- Dołączył: 2009-01-08
- Miasto: Gdańsk
- Liczba postów: 4271
2 września 2012, 13:42
Czy tak się da?
Czy brać winę na siebie dla świętego spokoju?
Jak uniknąć krzyku, wyrzutów, łez?
- Dołączył: 2012-05-29
- Miasto:
- Liczba postów: 561
2 września 2012, 13:44
Zależy od powodu rozstania. Ciężko brać winę na siebie jeśli facet Cię zdradził.
- Dołączył: 2012-03-29
- Miasto: Warszawa
- Liczba postów: 1370
2 września 2012, 13:45
Absolutnie nie brać winy na siebie! Zawsze jest tak, że ta wina leży po środku. Ból jest nieodłącznym elementem rozstania, mamy poczucie, że coś tracimy i rozterki w głowie, czy aby napewno nie dać kolejnej szansy związkowi.
2 września 2012, 13:45
Nie da się, nawet jak weźmiesz całą winę na siebie. No chyba, że on też tego skrycie chciał :D
- Dołączył: 2009-01-08
- Miasto: Gdańsk
- Liczba postów: 4271
2 września 2012, 13:47
W grę nie wchodzi zdrada, raczej wypalenie i brak jakiegokolwiek dogadania się..

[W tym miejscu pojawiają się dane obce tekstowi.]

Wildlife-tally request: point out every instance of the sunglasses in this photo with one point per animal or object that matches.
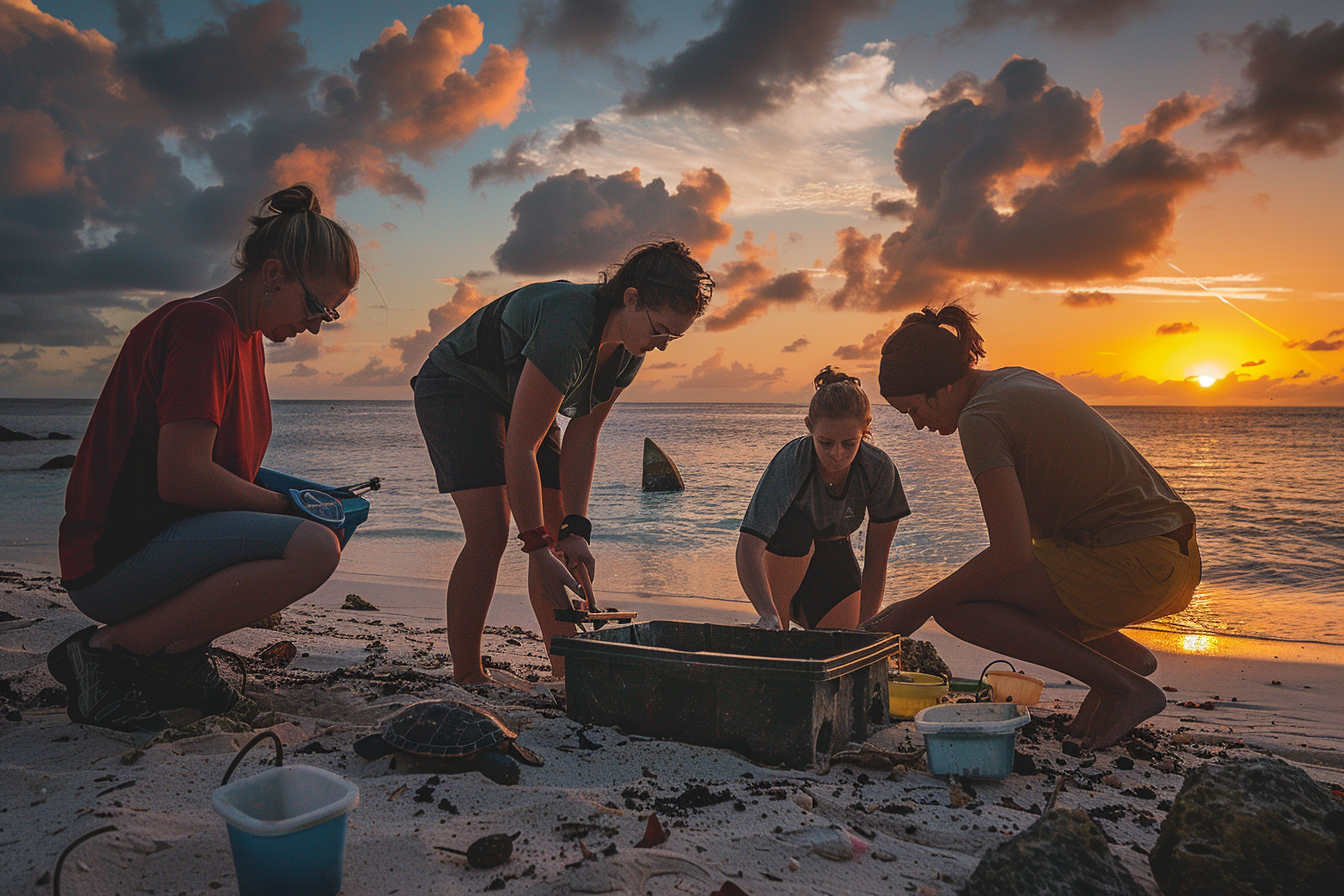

Co odpowiedzieć na np. "proszę dajmy sobie szansę" albo "dlaczego to przekreślasz? przecież było tak dobrze?"
ech...
- Dołączył: 2010-07-19
- Miasto: Tsarevo
- Liczba postów: 5213
2 września 2012, 13:48
nie da się taka :) chyba, że obydwie strony tego chcą.. nie bierz winy na siebie
- Dołączył: 2012-03-29
- Miasto: Warszawa
- Liczba postów: 1370
2 września 2012, 13:49
co odpowiedzieć?Że dawałaś sobie już dużo szans, że nie chcesz abyście wzajemnie się ranili.
- Dołączył: 2009-01-08
- Miasto: Gdańsk
- Liczba postów: 4271
2 września 2012, 13:51
Lepiej nic nie odpowiadać tylko powiedzieć, że już go nie kochasz i teraz potrzebujesz pobyć sama.
powiedzieć, że się nie kocha ?? przecież to najgorsze co można usłyszeć....
2 września 2012, 13:52
odpowiedz, że już nic do niego nie czujesz i nie chcesz okłamywać siebie i jego i dawać złudnej nadziei,że wszystko będzie dobrze, bo... nie będzie.